Hopefully, this plan will come to fruition by the end of the week.
But, here's a preview of what would've been posted:
  • PT exercises for MS physical therapy:
    For a few weeks I had physical therapy at The Shepherd Center in Atlanta, GA. While there I learned a few exercises that PLANNED on starting back up this week: a routine of arm exercises and floor exercises that were adapted to my walker.
  • Not all of these would be done every day
    • Mon, Wed, Fri
    • Tue, Thu
      The goal would be to be able to do all of them per day.
  • End result: a weekly accountability with myself
  • Possibly switching from weekly posts to semi-weekly (insert sarcastic, "Oooo" sound)

    Saturday, March 25, 2017

    Disturbed dropped plates; DJs drop the bass. I just drop anything.

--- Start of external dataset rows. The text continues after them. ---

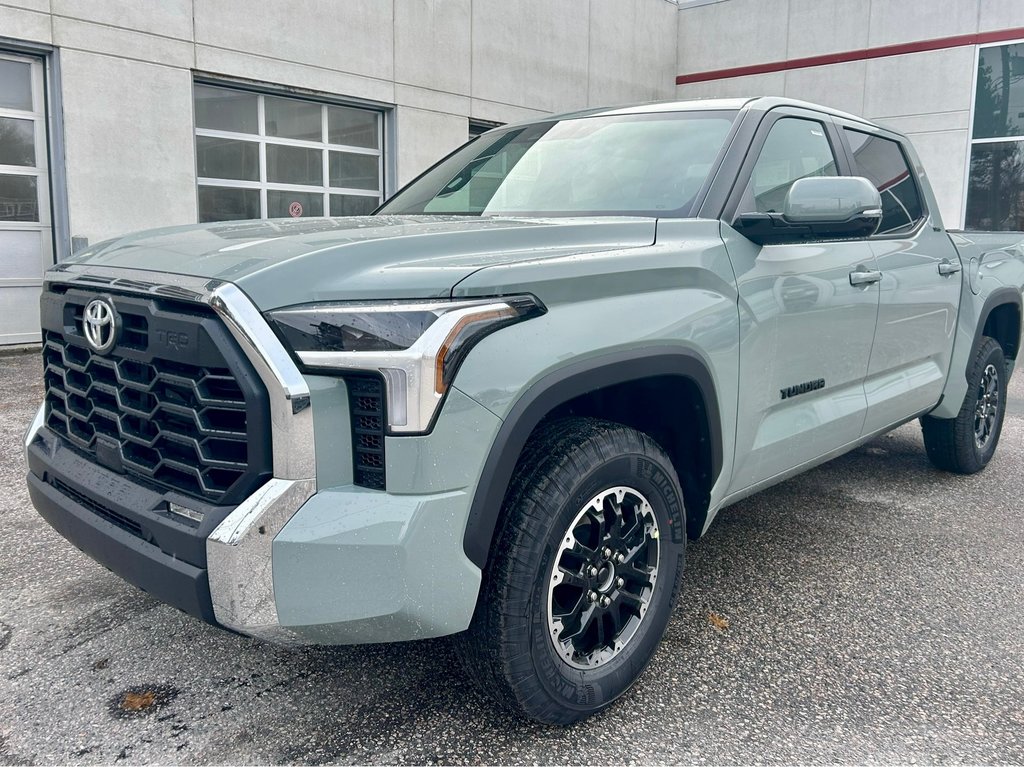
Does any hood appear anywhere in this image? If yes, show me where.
[67,211,656,310]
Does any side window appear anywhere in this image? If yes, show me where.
[843,128,925,235]
[738,117,837,213]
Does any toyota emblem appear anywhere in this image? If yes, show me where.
[82,298,119,354]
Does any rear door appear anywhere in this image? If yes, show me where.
[723,108,879,492]
[837,121,963,433]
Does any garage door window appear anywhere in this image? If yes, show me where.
[195,84,384,221]
[965,43,1024,231]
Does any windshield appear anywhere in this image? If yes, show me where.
[378,112,735,216]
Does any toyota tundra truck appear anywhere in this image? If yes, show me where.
[19,98,1024,723]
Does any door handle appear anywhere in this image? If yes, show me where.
[850,269,882,288]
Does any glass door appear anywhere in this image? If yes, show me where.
[0,53,53,346]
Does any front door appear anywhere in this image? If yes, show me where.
[0,53,53,346]
[724,113,879,492]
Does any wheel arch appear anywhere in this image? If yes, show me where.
[463,346,723,569]
[965,288,1024,375]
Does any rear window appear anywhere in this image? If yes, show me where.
[844,128,925,235]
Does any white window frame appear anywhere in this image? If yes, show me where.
[959,38,1024,229]
[193,79,387,219]
[0,51,53,288]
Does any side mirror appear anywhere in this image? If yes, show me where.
[735,176,882,245]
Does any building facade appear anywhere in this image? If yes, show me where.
[0,0,1024,345]
[0,0,677,344]
[677,0,1024,230]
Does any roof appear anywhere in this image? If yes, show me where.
[499,96,889,130]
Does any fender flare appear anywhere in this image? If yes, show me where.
[964,288,1024,383]
[463,346,723,570]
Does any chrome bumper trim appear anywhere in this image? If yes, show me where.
[44,263,316,644]
[23,402,46,465]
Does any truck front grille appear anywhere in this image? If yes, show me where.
[43,293,269,504]
[345,376,385,491]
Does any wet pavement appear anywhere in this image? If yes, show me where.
[0,354,1024,764]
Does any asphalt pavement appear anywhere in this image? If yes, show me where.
[0,354,1024,764]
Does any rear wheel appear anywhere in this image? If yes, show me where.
[921,336,1007,474]
[458,419,686,724]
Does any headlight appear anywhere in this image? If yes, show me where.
[267,296,545,433]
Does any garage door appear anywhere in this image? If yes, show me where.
[0,53,53,345]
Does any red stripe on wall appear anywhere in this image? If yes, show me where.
[676,27,1024,85]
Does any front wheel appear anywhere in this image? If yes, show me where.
[921,336,1007,474]
[458,419,686,724]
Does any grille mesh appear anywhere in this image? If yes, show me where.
[345,376,385,489]
[43,329,249,501]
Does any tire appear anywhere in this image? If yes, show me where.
[457,419,686,724]
[921,336,1008,474]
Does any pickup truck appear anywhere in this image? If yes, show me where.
[26,98,1024,724]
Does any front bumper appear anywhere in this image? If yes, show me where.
[26,266,500,644]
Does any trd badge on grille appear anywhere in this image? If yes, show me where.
[82,298,121,354]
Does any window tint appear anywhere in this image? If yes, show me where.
[739,117,837,213]
[382,112,735,216]
[844,128,925,235]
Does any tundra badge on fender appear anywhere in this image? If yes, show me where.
[778,378,825,399]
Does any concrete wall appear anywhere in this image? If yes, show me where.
[677,0,1024,226]
[0,0,677,245]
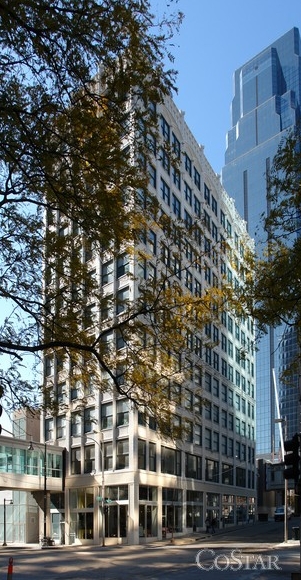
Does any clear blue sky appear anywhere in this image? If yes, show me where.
[156,0,301,173]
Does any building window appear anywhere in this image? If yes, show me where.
[185,453,202,479]
[161,446,181,475]
[84,445,95,473]
[138,439,146,469]
[101,403,113,429]
[172,193,181,219]
[71,447,81,475]
[71,413,82,437]
[116,399,129,427]
[116,254,130,278]
[84,407,95,433]
[161,177,170,205]
[172,133,181,159]
[205,459,219,483]
[184,181,192,205]
[148,164,157,189]
[148,442,157,471]
[101,260,114,286]
[116,286,130,315]
[204,183,210,204]
[103,442,113,471]
[56,415,66,439]
[205,427,212,450]
[160,149,170,175]
[116,439,129,469]
[161,115,170,141]
[45,417,53,441]
[194,168,201,191]
[185,153,192,177]
[172,167,181,190]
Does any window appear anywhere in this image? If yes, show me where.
[184,209,192,229]
[204,183,210,203]
[185,153,192,177]
[184,181,192,205]
[185,453,202,479]
[211,195,217,216]
[71,413,82,437]
[172,133,181,159]
[45,417,53,441]
[185,268,193,292]
[148,230,157,256]
[205,427,212,449]
[116,439,129,469]
[116,254,129,278]
[161,115,170,141]
[194,168,201,190]
[161,446,181,475]
[84,445,95,473]
[161,149,170,175]
[161,177,170,205]
[172,167,181,190]
[172,193,181,219]
[71,447,81,475]
[56,415,66,439]
[138,439,146,469]
[103,442,113,471]
[84,407,95,433]
[101,403,113,429]
[148,164,157,189]
[205,459,219,483]
[116,399,129,427]
[148,443,157,471]
[101,260,114,285]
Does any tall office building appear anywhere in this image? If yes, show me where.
[45,90,256,544]
[222,28,301,454]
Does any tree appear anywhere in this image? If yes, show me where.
[0,0,244,433]
[243,127,301,344]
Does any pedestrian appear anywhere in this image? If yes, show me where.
[205,516,210,534]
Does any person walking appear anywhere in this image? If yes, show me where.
[205,516,210,534]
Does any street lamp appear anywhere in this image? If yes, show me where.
[2,499,13,546]
[275,417,288,543]
[28,441,47,546]
[86,432,106,546]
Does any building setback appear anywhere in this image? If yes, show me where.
[222,28,301,455]
[45,92,256,544]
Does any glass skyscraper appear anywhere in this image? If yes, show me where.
[222,28,301,454]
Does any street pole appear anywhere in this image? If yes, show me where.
[43,441,47,544]
[28,439,47,546]
[2,498,13,546]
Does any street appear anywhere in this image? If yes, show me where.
[0,521,300,580]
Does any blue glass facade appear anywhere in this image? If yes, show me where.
[222,28,301,454]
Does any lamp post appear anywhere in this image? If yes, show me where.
[275,417,288,543]
[28,441,47,546]
[86,432,106,546]
[2,498,13,546]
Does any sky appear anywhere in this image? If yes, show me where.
[152,0,301,173]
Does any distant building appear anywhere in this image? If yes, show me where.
[222,28,301,455]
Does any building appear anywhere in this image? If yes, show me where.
[222,28,301,457]
[45,92,256,544]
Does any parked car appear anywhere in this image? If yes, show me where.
[274,505,294,522]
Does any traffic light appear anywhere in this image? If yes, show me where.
[283,433,300,483]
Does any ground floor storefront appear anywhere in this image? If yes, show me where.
[49,483,256,545]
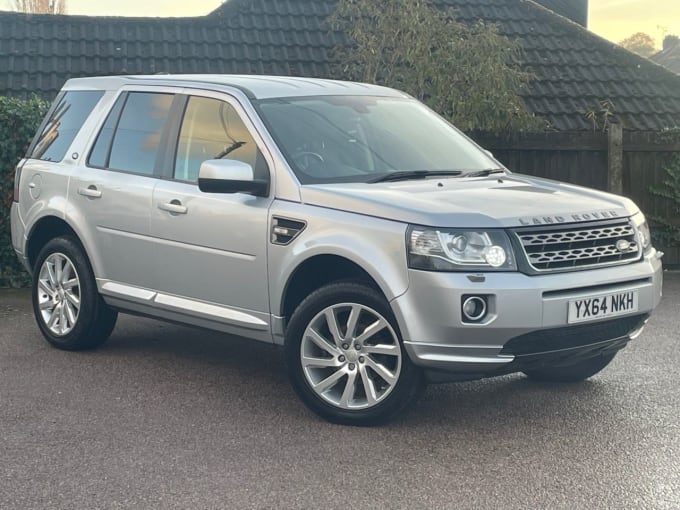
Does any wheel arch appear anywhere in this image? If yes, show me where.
[26,215,91,271]
[280,253,398,324]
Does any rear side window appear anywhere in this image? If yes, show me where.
[88,92,174,175]
[29,90,104,161]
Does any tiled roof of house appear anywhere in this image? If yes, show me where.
[0,0,680,130]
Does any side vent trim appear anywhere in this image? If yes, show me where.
[271,216,307,246]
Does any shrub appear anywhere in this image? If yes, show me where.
[0,97,48,287]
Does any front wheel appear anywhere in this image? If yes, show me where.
[286,282,425,425]
[524,353,616,382]
[32,236,118,351]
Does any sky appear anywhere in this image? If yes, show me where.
[0,0,680,48]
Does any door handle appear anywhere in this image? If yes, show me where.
[78,184,102,198]
[158,200,187,214]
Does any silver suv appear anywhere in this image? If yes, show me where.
[11,75,662,424]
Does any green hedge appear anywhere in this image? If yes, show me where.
[0,97,49,287]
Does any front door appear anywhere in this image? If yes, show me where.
[151,95,272,339]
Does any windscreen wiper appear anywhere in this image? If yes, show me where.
[367,170,463,184]
[461,168,505,177]
[213,142,246,159]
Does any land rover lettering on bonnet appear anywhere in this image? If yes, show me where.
[11,75,662,425]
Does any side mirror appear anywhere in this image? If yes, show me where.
[198,159,269,197]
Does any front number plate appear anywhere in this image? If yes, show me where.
[568,290,638,324]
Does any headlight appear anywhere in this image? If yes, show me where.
[633,214,652,252]
[407,226,517,271]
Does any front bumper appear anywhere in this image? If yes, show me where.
[391,250,663,379]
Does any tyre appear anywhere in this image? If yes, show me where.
[285,282,425,425]
[524,353,616,382]
[32,236,118,351]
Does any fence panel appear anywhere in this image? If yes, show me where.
[473,132,680,266]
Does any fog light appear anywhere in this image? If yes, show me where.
[463,296,486,322]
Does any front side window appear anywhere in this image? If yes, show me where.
[255,96,498,184]
[29,90,104,161]
[174,96,264,182]
[88,92,174,175]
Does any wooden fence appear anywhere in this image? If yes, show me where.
[473,126,680,267]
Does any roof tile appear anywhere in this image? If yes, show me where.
[0,0,680,130]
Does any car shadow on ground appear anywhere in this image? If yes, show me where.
[94,316,611,434]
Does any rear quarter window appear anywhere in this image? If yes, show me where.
[29,90,104,161]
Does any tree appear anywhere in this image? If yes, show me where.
[619,32,656,58]
[329,0,545,133]
[13,0,66,14]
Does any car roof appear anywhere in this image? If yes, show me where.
[63,74,407,99]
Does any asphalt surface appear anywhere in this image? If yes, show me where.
[0,273,680,510]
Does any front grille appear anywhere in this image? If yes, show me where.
[501,314,649,356]
[515,220,640,272]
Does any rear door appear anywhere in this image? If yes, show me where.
[151,92,272,339]
[69,90,175,292]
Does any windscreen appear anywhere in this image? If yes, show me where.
[256,96,498,184]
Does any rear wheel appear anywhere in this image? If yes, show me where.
[32,236,118,351]
[286,282,425,425]
[524,353,616,382]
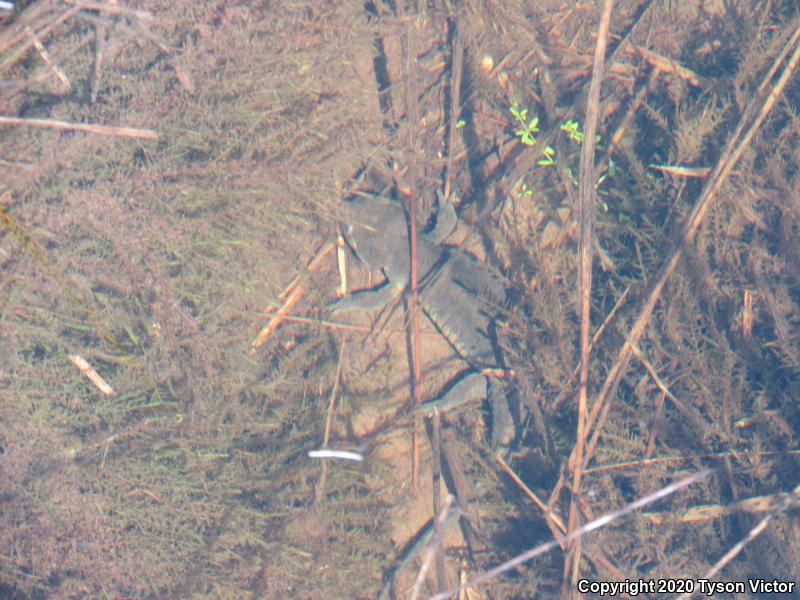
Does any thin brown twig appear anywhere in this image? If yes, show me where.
[0,8,80,75]
[551,14,800,536]
[0,116,158,140]
[250,242,336,354]
[314,338,345,506]
[397,0,422,490]
[562,0,614,597]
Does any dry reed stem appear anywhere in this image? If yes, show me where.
[580,19,800,474]
[409,494,455,600]
[250,242,336,354]
[562,0,614,597]
[397,0,422,491]
[0,116,158,140]
[25,25,72,92]
[430,469,714,600]
[314,338,344,506]
[0,8,80,75]
[550,21,800,568]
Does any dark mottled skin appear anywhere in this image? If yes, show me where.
[331,196,514,448]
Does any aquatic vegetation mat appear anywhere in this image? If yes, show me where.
[0,0,800,599]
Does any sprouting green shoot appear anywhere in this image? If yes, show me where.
[508,102,539,146]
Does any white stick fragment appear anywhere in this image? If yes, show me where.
[308,448,364,462]
[69,354,114,396]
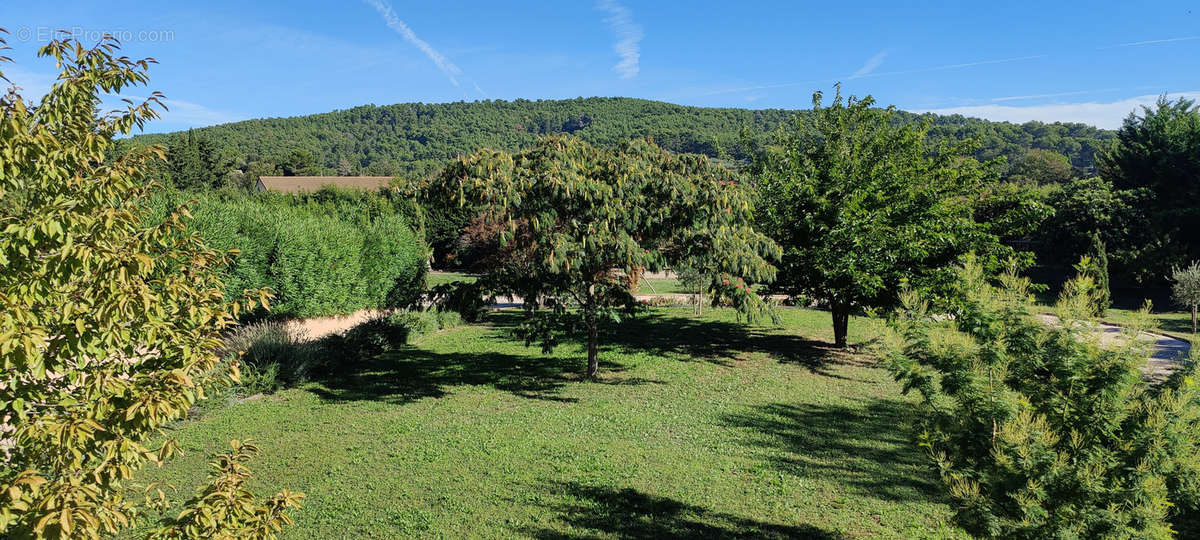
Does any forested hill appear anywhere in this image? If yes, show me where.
[134,97,1114,176]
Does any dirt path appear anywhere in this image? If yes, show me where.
[1038,313,1192,380]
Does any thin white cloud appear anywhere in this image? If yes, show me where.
[0,62,59,101]
[991,88,1121,101]
[1099,36,1200,49]
[113,94,246,130]
[702,54,1049,96]
[848,50,888,79]
[364,0,462,86]
[162,100,246,127]
[596,0,643,79]
[917,90,1200,130]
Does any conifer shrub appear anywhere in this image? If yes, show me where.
[883,260,1200,539]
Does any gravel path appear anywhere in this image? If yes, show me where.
[1038,313,1192,380]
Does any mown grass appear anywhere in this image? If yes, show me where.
[133,308,960,539]
[425,271,475,288]
[1103,308,1195,341]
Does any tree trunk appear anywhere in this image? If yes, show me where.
[829,304,850,347]
[584,308,600,380]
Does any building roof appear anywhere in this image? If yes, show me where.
[258,176,391,193]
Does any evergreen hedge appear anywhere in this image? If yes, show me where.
[149,191,427,318]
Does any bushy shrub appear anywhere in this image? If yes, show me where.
[427,281,494,323]
[265,210,364,317]
[319,310,463,368]
[155,192,427,318]
[884,263,1200,539]
[362,216,426,307]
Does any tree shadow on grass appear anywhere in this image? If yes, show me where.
[576,312,869,379]
[302,346,576,403]
[725,400,942,500]
[521,482,842,540]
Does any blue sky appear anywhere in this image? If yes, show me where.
[0,0,1200,131]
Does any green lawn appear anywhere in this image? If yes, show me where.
[1103,308,1195,341]
[637,277,691,294]
[133,308,960,539]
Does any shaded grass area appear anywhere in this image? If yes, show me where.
[637,277,691,294]
[133,308,961,539]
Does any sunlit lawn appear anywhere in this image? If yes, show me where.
[133,308,959,538]
[1104,308,1195,341]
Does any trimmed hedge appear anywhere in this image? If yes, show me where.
[156,187,427,318]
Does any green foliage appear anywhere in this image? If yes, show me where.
[1007,148,1075,185]
[427,137,778,377]
[1099,96,1200,281]
[124,97,1112,186]
[150,440,304,540]
[757,86,1020,346]
[167,130,224,190]
[221,320,318,395]
[426,281,494,323]
[1036,176,1152,276]
[1171,260,1200,334]
[1088,232,1112,317]
[0,37,294,538]
[360,215,426,308]
[884,260,1200,539]
[156,190,426,317]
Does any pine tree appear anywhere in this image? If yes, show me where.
[883,257,1200,539]
[1088,232,1112,317]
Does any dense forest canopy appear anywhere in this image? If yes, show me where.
[133,97,1114,182]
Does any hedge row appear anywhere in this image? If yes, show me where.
[158,188,427,318]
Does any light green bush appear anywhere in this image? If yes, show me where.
[154,192,427,318]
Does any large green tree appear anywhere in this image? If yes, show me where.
[1099,96,1200,281]
[0,32,301,538]
[758,88,1003,346]
[882,260,1200,539]
[427,137,779,377]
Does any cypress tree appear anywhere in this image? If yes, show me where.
[1090,230,1112,317]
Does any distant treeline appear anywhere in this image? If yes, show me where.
[127,97,1114,186]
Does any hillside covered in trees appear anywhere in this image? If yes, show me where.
[133,97,1114,184]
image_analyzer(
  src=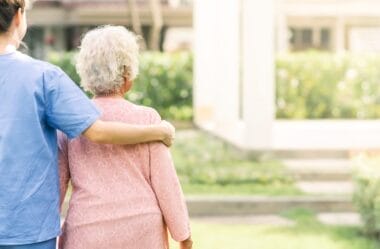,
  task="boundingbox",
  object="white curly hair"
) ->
[76,25,139,95]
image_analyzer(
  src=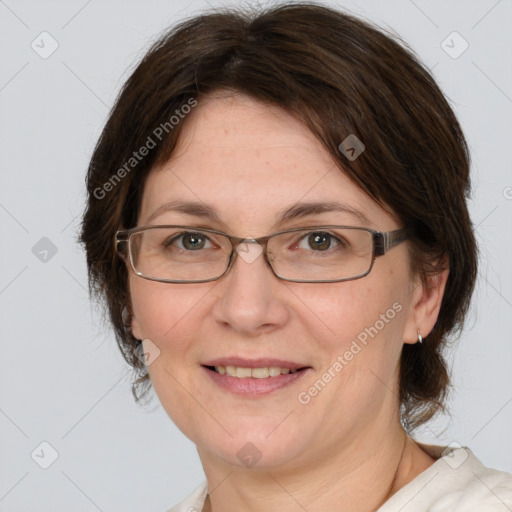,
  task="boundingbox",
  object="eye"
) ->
[299,231,346,252]
[163,232,211,251]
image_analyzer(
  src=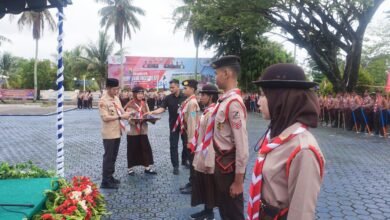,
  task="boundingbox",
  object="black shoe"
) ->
[145,169,157,175]
[179,183,191,190]
[111,177,121,184]
[190,209,214,220]
[100,181,118,189]
[127,169,135,176]
[180,186,192,194]
[173,167,179,175]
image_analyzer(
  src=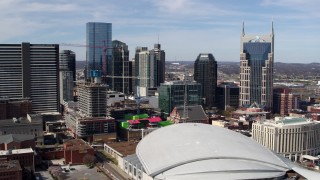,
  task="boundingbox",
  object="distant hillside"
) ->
[77,61,320,76]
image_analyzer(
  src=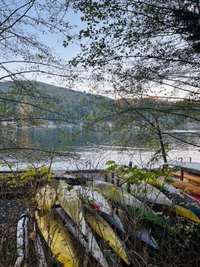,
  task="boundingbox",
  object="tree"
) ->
[68,0,200,99]
[0,0,79,158]
[67,0,200,161]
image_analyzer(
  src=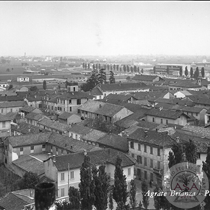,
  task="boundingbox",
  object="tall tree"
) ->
[18,172,40,189]
[190,67,194,78]
[113,156,128,205]
[109,71,115,84]
[203,147,210,210]
[43,80,47,90]
[194,67,199,79]
[98,69,106,84]
[201,67,205,77]
[141,181,149,209]
[179,66,183,76]
[93,165,110,210]
[79,155,95,210]
[130,180,136,210]
[109,191,114,210]
[69,187,81,209]
[184,66,188,77]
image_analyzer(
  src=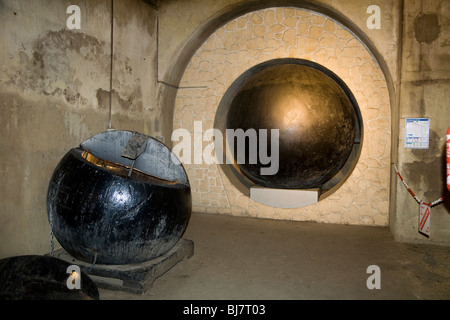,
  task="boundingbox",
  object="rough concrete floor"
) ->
[100,214,450,300]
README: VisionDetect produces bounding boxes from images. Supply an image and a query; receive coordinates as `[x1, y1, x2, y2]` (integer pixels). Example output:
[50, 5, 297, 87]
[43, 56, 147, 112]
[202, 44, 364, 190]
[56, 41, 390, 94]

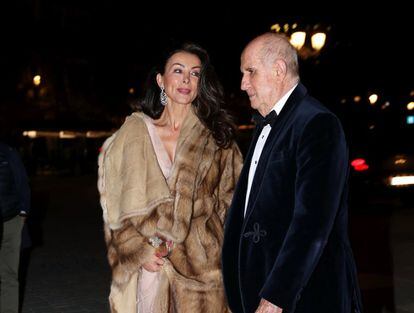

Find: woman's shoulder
[106, 112, 147, 151]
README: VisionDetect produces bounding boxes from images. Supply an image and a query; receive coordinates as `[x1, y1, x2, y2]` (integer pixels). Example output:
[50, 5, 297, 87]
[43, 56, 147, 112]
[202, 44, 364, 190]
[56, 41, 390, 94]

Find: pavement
[21, 175, 414, 313]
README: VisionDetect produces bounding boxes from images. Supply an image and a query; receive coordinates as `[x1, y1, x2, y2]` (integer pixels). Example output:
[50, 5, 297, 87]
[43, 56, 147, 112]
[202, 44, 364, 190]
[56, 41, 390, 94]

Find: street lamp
[270, 23, 330, 60]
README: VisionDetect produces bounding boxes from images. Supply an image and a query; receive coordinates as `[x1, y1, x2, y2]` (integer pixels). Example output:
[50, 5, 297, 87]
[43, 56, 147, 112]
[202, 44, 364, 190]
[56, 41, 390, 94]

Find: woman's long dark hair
[137, 43, 235, 148]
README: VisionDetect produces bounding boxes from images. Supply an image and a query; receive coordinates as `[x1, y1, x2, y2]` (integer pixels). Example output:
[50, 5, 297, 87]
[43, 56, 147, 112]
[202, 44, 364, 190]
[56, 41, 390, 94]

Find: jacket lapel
[245, 83, 307, 220]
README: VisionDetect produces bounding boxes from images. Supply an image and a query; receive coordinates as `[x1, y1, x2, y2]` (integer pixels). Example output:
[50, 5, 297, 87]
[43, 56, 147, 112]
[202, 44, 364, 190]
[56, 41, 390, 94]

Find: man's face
[240, 43, 278, 115]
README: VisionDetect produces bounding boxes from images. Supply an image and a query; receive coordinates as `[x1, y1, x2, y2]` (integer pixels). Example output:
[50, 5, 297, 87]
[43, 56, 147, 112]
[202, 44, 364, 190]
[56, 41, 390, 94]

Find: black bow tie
[253, 110, 277, 127]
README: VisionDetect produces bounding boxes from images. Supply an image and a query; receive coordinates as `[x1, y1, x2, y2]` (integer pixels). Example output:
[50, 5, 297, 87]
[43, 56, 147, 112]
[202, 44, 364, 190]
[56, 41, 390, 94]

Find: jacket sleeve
[10, 149, 30, 213]
[217, 143, 243, 224]
[260, 113, 348, 310]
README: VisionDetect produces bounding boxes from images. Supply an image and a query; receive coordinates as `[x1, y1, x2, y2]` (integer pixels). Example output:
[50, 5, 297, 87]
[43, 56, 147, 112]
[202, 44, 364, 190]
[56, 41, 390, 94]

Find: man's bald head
[244, 33, 299, 77]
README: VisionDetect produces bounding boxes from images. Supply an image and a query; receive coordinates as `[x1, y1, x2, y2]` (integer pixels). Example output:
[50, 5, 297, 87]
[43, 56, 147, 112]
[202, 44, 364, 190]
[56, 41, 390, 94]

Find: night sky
[0, 0, 414, 127]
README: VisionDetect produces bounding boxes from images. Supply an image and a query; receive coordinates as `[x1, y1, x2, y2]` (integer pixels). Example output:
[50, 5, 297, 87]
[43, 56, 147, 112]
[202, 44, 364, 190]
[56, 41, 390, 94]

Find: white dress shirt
[244, 84, 297, 215]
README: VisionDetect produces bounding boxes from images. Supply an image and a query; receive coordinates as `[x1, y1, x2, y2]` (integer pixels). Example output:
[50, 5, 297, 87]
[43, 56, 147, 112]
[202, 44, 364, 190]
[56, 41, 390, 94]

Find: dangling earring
[160, 87, 167, 106]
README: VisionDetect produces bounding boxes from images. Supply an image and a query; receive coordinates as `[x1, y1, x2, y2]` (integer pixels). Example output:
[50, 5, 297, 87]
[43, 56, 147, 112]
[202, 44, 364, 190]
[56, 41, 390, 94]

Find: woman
[98, 44, 242, 313]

         Dropping things is a common event in my life. But MS has given me some good examples (a lot of them are quite funny in retrospect) of how often and oddly I drop things. Other times, this MesS has prevented me from even trying to hold valuables or babies.
         Using the cliche, "Dropped the ball," fits this MesS very well. I have forgotten things, remembered the wrong information, and at times missed very important events. In fact, I'm sure that I've forgotten something already while I'm typing this. Usually, I have to rely on my phone and my reminders to keep me on task. Yet, that only works IF I remember to set a reminder not to forget to do what I needed to remember. So, here's a few mishaps and their resulting adaptations I've had to make.
         I have dropped so many keys so many times that I now make sure that I know where to find a spare set before I leave. My van is a conversion with elevated passenger and driver seats. I have actually dropped my keys on the floor and under the raised seat so that I needed someone to reach under the seat and retrieve the keys. Then, I've also managed to drop not only my keys, but also remotes, plates, bowls, and cups in the void that is the couch. If you can, then imagine me using my walker for balance as I, with very little success, try to search under the couch for a dropped set of keys. Yet, the most frustrating place in which I have dropped my keys is my own pocket. Thanks to lack of feeling and poor coordination, it can add anywhere from 10 to 15 minutes just to find my keys in my pockets.
         Now, I LOVE coffee. Who doesn't, right? But at times the liquid of joy, cradle of my life, can also be a pain thanks to MS. From unsteady hands, to missing my cup, to sudden spasms, the mere task of holding a cup of hot coffee can be monumental.
         But, the most frustrating aspect is being afraid to hold babies. Please don't think that I slip into the pseudo-macho, "I ain't holdin' no baby," type. My reluctance to hold a baby stems from my fear of dropping the child, literally. From spasticity to spasms to sudden weakness, I simply do not trust myself. It was most painful when we traveled to see my brother and his wife shortly after their first baby was born.
         I drop A LOT of things, but sometimes I just have to pick up the pieces, clean up the mess and get another plate, or glass, or key, or just ask my wife to hold the baby beside me.